2014年1月号
連載記事
楽しいエレクトロニクス工作
JA3FMP 櫻井紀佳
第8回 周波数カウンターの製作1
受信機や送信機の製作で周波数カウンターがあれば便利と思う場面が沢山ありましたし、アマチュア無線で周波数カウンターが欲しい時がよくあります。今回から周波数カウンターの製作を進めてみたいと思います。使用部品はインターネットや部品屋さんで手に入るものを使い、あまり特殊なものは避けたいと思います。
最初はカウンターの構成とそれぞれの機能の説明とデジタル回路の動作などの説明を行い、一応の動作が分かった所で組立をしていきます。
アジレントテクノロジー社の周波数カウンター
1.1 周波数カウンターの構成と動作
周波数とは1秒間の電気振動の数と言えます。従って基本的には1秒間の計数する窓を作り、その中の電気振動(パルス)を計数します。
1秒間計数すると1Hz(ヘルツ)の桁まで測定できますが、そこまで必要ない場合があるのと、例えば1.2GHz帯のアマチュア無線の周波数をHzまで測定すると「1、296、012、345 Hz」と言うように10桁のカウンターと表示器が必要になってしまいます。
kHzの表示をするには、Hzの1、000倍なので1秒の1/1、000つまり1m秒の窓を作ればいいことになります。上の図でも分かる通り、半端な計数が残ることが頻繁にありますので、どんな精度のいいカウンターでも+ 1カウントの誤差は残ります。必要な桁まで精度を上げるためには更に1桁追加すると安心できます。つまり1Hzまで精度が欲しければ0.1Hzまでのカウンターを作ると安心ですが、計測時間は10秒かかってしまいます。
基準発振器の精度の関係で1秒間の窓の精度が十分取れないことも多く、また、通常6桁あれば実用になりますので、今回は短波帯までの計測を目標として6桁のカウンターを考えたいと思います。

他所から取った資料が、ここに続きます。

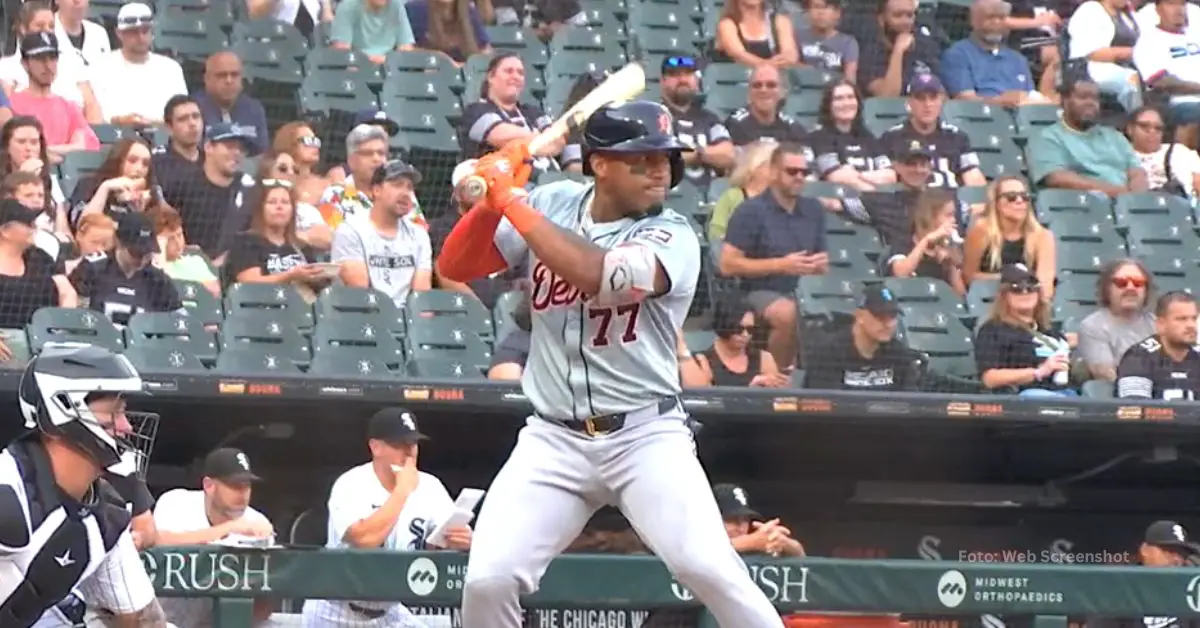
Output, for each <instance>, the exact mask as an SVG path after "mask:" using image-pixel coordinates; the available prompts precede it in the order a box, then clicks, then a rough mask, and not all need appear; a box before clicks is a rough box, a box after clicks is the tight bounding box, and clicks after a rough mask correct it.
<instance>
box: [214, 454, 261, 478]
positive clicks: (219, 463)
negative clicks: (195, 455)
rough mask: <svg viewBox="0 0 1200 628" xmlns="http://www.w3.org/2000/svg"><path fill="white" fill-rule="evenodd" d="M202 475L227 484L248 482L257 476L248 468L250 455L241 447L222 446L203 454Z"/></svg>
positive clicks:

周波数カウンターをインターネットで検索すると、PIC (Peripheral Interface Controller)マイコンを使ったものが多くヒットしますが、今回は周波数カウンターの原理がよく分かる完全なハードによるものを製作します。なお、PICはマイクロチップ・テクノロジー社の製造しているマイコンICの略称です。周波数カウンターをブロックダイヤグラムで表すと次のようになります。
・表示部
文字通り周波数を表示します。
・ラッチ部
カウントした周波数の数値を次のカウントまで一時的に保持して表示を見やすくします。これがないと、次のカウントしている間その数値をそのまま表示することになり、パラパラして見づらくなってしまいます。
・カウント部
実際に周波数をカウントする部分です。
・タイミング部
1秒間の窓やラッチするタイミング、その後のカウンターのリセットなどのタイミングを発生させる部分です。
・基準発振部
正確な周波数の測定には正確なタイミングが必要で、その元となる発振部です。
・信号増幅部
測定する信号を増幅しカウントしやすい波形にします。
・電源部
内部に使用する定電圧電源です。